Die Lesebereiche – gezielt lesen lernen

Auf dieser Seite stelle ich dir die sechs Lesebereiche vor, die beim Lesenlernen eine zentrale Rolle spielen.

Der große Vorteil: Du musst nicht „irgendwie mehr lesen üben“, sondern kannst genau dort ansetzen, wo dein Kind gerade Unterstützung braucht.

Zu jedem Lesebereich gibt es hier ein eigenes Portal. Dort findest du Erklärungen, kostenlose Arbeitsblätter, passende Materialien und viele praktische Tipps.

Warum sechs Lesebereiche?

Wenn du mit einem Kind lesen übst, wirkt diese Einteilung vielleicht zuerst ungewohnt. Viele Eltern fragen sich:
„Warum so kompliziert?“
Ganz einfach: Weil Lesen nicht nur „lesen“ ist – sondern aus mehreren Bausteinen besteht.
Und wenn ein Baustein wackelt, wird Lesen schnell mühsam.

Schau dir typische Fragen an:

  • Mein Kind liest nur stockend. Was kann ich machen?
  • Mein Kind versteht nicht, was es liest. Wie kann ich helfen?
  • Mein Kind verdreht Buchstaben. Warum ist das so?
  • Mein Kind will nicht lesen. Wie schlimm ist das?

Du wirst es gleich merken: Jede Frage passt zu einem Bereich.
Wenn dein Kind Buchstaben verdreht, wirst du im Portal Buchstaben fündig.
Wenn es stockend liest, ist oft Leseflüssigkeit das Thema.

Ein Beispiel aus der Praxis

Andreas liest nicht gern.
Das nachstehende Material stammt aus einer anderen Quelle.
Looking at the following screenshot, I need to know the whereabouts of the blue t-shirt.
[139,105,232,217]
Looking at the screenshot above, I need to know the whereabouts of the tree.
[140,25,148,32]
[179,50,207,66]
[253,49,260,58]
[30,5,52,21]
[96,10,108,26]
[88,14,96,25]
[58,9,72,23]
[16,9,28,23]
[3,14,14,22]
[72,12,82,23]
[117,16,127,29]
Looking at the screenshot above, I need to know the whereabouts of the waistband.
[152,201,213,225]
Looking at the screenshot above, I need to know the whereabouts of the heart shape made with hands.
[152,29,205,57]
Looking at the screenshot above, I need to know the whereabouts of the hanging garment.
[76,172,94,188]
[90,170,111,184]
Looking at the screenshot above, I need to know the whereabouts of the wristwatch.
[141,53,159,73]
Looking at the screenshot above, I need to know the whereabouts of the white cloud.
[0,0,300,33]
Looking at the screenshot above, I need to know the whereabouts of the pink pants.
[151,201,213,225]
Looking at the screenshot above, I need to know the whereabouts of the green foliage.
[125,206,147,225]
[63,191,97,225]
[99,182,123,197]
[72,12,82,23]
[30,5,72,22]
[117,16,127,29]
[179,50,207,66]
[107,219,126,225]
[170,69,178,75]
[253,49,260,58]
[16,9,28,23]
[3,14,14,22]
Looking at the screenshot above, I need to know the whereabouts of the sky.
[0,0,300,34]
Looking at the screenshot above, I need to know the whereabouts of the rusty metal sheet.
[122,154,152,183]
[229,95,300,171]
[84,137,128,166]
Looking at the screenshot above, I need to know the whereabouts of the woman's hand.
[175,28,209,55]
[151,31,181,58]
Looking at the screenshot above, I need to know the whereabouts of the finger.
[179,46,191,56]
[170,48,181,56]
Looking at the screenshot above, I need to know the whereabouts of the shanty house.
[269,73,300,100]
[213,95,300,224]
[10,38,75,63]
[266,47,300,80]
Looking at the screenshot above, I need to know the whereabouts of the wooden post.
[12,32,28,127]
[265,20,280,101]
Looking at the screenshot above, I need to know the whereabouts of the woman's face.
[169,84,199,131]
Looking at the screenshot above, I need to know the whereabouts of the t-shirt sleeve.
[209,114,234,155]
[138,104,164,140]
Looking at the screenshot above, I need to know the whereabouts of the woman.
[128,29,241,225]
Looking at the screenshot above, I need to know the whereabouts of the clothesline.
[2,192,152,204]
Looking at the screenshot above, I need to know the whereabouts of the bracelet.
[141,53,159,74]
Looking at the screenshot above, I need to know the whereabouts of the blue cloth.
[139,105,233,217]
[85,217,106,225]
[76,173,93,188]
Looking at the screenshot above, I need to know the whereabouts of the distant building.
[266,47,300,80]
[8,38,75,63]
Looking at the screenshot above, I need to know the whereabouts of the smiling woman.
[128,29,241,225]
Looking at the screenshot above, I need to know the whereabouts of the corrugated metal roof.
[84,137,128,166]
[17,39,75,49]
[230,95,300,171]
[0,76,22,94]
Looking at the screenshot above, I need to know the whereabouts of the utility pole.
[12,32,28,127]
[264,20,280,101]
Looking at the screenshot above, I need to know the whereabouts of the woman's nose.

Seine Mutter findet das schade – sie selbst liest sehr gern. Und klar: Kinder haben oft andere Prioritäten.

Zum Problem wird es, wenn Andreas für die Schule etwas lesen soll. Denn selbst bei kurzen Texten verliert er schnell die Lust.

Seine Mutter versucht vieles, um ihn zu motivieren: Comics, Bibliothek, kein Druck, Interessen finden. Nichts hilft so richtig.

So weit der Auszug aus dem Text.